L’opération survie du senior
« L’humain vit de plus en plus vieux mais il intègre les seniors de plus en plus jeune. »
La « personne âgée » a pris un coup de vieux. La société de consommation et du politiquement correct a mis l’expression à la retraite. La voici devenue un « senior » (étymologie latine mais influence anglosaxonne). Et en dernier ressort, lorsqu’elle atteint un âge très avancé, un « aîné » ou un « ancien ».

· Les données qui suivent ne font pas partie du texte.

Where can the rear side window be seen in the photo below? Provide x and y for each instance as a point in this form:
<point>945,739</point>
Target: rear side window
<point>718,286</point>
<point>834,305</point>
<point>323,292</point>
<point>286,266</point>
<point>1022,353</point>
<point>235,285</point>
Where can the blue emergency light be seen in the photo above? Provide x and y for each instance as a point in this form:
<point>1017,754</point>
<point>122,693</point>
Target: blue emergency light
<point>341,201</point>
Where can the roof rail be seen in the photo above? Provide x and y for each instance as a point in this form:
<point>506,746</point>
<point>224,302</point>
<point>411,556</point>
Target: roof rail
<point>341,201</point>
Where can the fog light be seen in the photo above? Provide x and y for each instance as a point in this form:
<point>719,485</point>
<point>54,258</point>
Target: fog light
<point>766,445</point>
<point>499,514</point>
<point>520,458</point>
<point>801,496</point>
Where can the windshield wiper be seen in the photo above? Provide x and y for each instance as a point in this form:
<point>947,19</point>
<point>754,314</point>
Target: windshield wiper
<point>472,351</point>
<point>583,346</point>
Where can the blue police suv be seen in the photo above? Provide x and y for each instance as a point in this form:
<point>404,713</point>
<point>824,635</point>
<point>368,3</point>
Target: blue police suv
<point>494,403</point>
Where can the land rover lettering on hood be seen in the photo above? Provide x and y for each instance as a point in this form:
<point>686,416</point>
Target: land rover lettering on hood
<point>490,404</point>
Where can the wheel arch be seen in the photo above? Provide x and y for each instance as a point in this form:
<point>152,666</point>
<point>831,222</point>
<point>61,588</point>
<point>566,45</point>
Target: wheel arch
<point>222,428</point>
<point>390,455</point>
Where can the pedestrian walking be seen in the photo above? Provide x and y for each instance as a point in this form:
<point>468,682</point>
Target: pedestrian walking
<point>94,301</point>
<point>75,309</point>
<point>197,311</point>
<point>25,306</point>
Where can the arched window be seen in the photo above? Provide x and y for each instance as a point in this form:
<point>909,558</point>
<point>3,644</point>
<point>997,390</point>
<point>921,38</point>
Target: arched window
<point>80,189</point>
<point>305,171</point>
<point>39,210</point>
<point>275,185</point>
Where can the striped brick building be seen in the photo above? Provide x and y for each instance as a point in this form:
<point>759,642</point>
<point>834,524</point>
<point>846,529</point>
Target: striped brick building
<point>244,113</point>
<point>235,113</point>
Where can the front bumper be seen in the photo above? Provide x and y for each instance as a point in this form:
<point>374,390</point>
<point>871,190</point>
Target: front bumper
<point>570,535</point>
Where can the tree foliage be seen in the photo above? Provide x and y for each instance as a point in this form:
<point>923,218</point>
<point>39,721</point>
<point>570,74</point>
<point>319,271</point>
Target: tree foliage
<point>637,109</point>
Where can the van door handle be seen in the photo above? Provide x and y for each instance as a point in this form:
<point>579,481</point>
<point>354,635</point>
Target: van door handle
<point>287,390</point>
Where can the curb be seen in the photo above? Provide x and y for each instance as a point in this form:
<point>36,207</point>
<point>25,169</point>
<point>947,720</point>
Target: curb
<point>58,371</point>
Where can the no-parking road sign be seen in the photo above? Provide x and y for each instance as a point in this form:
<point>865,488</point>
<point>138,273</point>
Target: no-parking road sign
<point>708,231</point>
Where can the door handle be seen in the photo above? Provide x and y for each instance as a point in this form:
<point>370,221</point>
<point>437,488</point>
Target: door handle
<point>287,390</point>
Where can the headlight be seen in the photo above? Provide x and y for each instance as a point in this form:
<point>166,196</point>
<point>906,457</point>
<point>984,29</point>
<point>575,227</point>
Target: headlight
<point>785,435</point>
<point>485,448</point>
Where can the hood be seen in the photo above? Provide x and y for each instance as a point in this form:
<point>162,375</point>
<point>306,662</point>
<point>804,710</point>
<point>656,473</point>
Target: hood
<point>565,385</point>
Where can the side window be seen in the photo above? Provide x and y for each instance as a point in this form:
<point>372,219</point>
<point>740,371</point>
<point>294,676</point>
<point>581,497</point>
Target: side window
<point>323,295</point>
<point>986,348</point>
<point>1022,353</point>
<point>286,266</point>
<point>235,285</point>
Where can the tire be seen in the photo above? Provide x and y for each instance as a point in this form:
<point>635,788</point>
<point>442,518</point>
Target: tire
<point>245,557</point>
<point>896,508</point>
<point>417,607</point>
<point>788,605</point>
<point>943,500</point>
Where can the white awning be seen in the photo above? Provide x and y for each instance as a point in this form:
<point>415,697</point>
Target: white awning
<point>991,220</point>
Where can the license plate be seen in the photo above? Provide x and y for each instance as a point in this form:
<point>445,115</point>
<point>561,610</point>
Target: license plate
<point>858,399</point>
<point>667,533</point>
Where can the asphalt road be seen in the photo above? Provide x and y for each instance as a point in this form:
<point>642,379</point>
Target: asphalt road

« Les Vieux » de Jacques Brel et « Mon Vieux » de Daniel Guichard ne sont plus dans l’air du temps. Trop misérabilistes « la pendule d’argent qui murmure au salon » et « le pardessus râpé ». Le senior, lui, se doit de s’habiller à la mode, de croquer la vie à pleines dents (après passage chez le dentiste si nécessaire), de se mouvoir sur le Web comme un poisson dans l’eau et, si possible, de disposer de quelques moyens pour s’offrir le superflu.
Rien à voir pour autant avec les États-Unis, où le senior reste parfois un éternel junior même lorsqu’il a dépassé depuis belle lurette l’âge de raison. Comme George W. Bush Jr et ses 76 printemps.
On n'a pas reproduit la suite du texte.